Thunder Bay City Council and its municipal administrative apparatus seems to have embarked on its Roman imperial phase with respect to community relations with its taxpayer base. In response to those who provided input ( my input here ) on the 105 Junot Avenue South Rezoning application and following the October 21st decision to uphold the rezoning in a 7-5 vote, the Office of the City Clerk provided a Notice of Passing decree that begins as follows:
“The Thunder Bay City Council passed By-law 94/2019 on the 21st day of October 2019, under Section 34 of the Planning Act, R.S.O. 1990 as amended.
Public comment has been received and considered and had no effect on Council’s Decision as the application is consistent with all relevant planning legislation and represents good planning.”
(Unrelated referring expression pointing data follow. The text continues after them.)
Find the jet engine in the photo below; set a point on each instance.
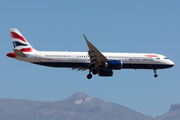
(105, 72)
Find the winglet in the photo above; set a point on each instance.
(86, 38)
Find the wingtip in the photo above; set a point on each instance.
(85, 38)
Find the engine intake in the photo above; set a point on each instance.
(113, 64)
(105, 72)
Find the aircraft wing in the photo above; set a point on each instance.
(96, 57)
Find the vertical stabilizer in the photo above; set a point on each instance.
(19, 42)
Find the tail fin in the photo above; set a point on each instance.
(19, 42)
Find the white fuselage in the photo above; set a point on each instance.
(81, 59)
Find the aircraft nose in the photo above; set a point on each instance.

I suppose all that was missing at the end of this statement was a simple “All Hail the Glory of the Emperor” to convey the full message of conquest and victory. The implied message seems to be that any resistance to the edicts of City Council is futile and has no effect. Whatever is decided is consistent, represents good planning, and the final collective decision is ultimately infallible.
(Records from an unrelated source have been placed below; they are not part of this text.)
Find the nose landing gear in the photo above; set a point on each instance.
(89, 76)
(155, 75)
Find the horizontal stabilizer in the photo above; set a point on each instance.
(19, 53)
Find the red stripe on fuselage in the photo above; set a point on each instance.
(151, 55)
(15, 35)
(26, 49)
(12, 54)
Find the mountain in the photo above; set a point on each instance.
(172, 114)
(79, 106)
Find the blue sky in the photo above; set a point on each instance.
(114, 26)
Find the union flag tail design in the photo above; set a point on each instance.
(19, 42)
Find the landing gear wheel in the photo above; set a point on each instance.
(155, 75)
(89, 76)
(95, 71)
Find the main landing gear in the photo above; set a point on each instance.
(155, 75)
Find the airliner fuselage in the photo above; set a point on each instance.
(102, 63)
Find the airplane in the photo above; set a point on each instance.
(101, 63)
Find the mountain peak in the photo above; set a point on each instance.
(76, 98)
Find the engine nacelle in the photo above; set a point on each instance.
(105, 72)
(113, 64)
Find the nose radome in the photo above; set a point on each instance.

The entire public drama and division over 105 Junot was amplified by The City of Thunder Bay because they encouraged the Ontario Aboriginal Housing Corporation to expand the scale of the transitional project from 20 to 58 beds to “maximize” the use of the site which one suspects probably really means greater property tax revenues for the City - assuming that the OAHC pays property taxes. A smaller scale facility more in keeping with other such projects around the province would have been more suitable given the many concerns raised by residents in the area and generated less discord.
Unfortunately, the Aboriginal Housing Corporation was caught in the middle of this unfortunate situation and making it into an emotional issue that attracted the attention of the Globe and Mail did not serve anyone’s long-term interests. What the City of Thunder Bay should have done in response to the input received was return to the original proposal of 20-beds but that would have required actually listening and accepting at least some of the arguments made by those who presented their concerns. Really, how can a facility approved on a much larger 58-bed scale in a neighborhood with the social and crime issues that were raised be “good planning?"
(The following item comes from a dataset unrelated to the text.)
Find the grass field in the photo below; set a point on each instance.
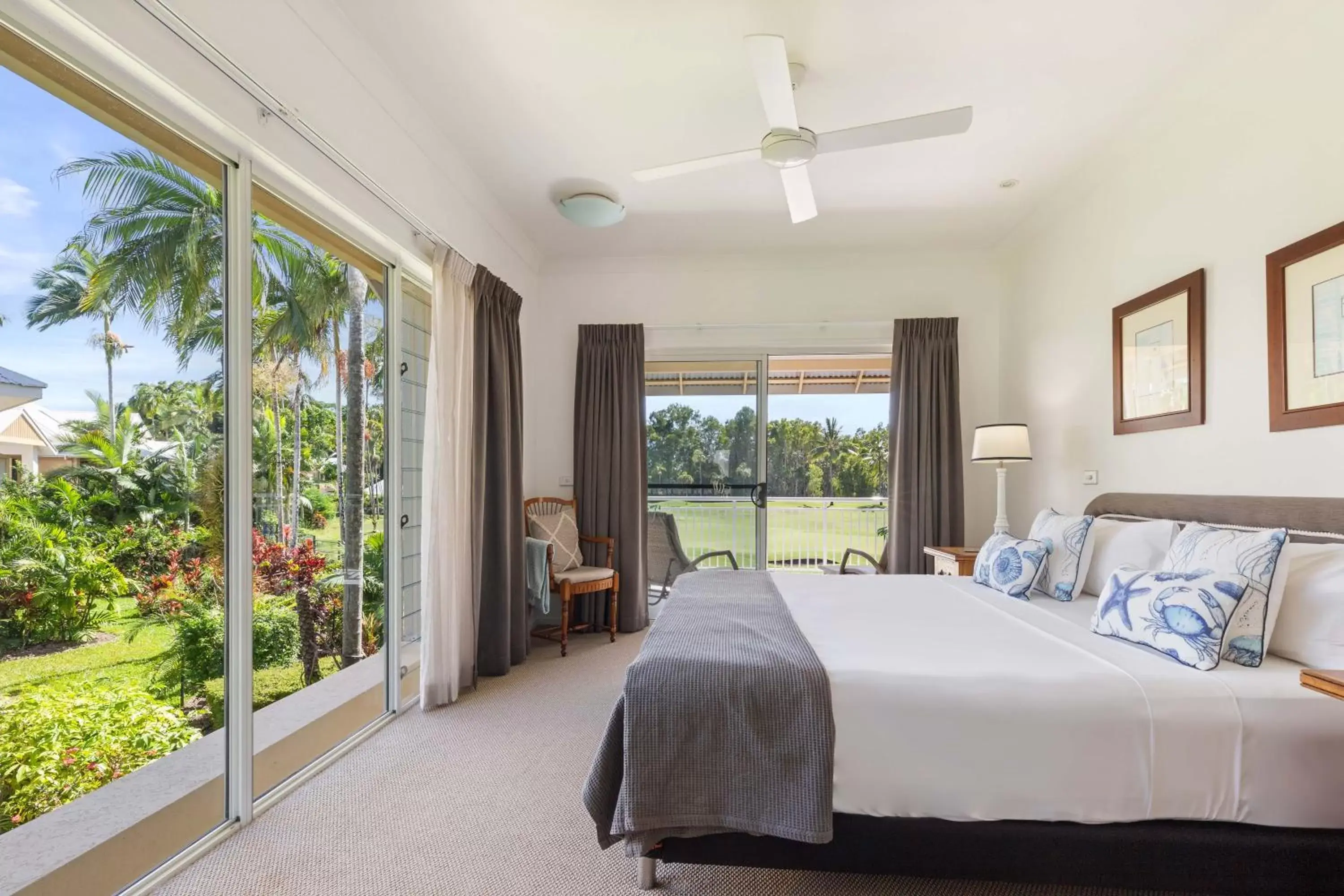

In the end, it is water off a duck’s back because many members of council believe they have been annointed as “progressive” thinkers who love their community. The strength of their love means that they are doing good and therefore the ends always justify the means. If that means tacitly implying that opponents to their good works are insensitive to poverty or diversity, then so be it. They constantly solicit input from constituents but listen through a set of political noise cancelling headphones so that the discordant notes from any input not coinciding with their vision of fighting social and economic injustice is politely filtered out.
Those in Thunder Bay who uncritically champion all social injustice issues with unquestioned fervour and feel they have the ear of City Council and its municipal-corporate apparatus should be cautious. In the end, any dispensed progressive works are to be accepted on The City’s terms because they know what is best for you. Take the example of Dease Pool as a case in point. Here, a long-standing community pool in what is considered a disadvantaged neighborhood was closed because it was old and needed substantial and expensive renovations. There is continuing opposition to the closure but The City forges ahead.
The proposed new draft plan (available here) will essentially replace the pool area with a tennis court and a community garden. Given that swimming pools accommodate a greater and more diverse number of users than a single tennis court, it seems like an oddly elitist rather than progressive use for the site. However, consciences will be soothed with a multi-user community garden – which also atones for the environmental sin of an asphalt surface on the tennis court. If all this redevelopment was designed to somehow deal with the rising costs of an old and aging pool, those of us with a more fiscally conservative bent could be understanding. However, this will still cost a lot of money and in the end not fully serve the needs of the area.
As for the money that will be spent, it does not seem to matter because a “progressive” council that wants to do great things will simply raise the tax rates on its residents - who by the way are now responsible for the lion’s share of property tax revenue given the declining industrial and commercial base. Be prepared this year for an initial budget proposal that stakes out a high increase in the tax levy. This will be blamed on the provincial government who, being conservative rather than progressive, are the source of all fiscal evil. After a cleansing public ritual of debate and input of appropriate length, The City will then retreat to an increase of between 3 and 4 percent thereby demonstrating that it is both fiscally responsible and generous in matters of expenditure.
We should not complain too much. We elected them.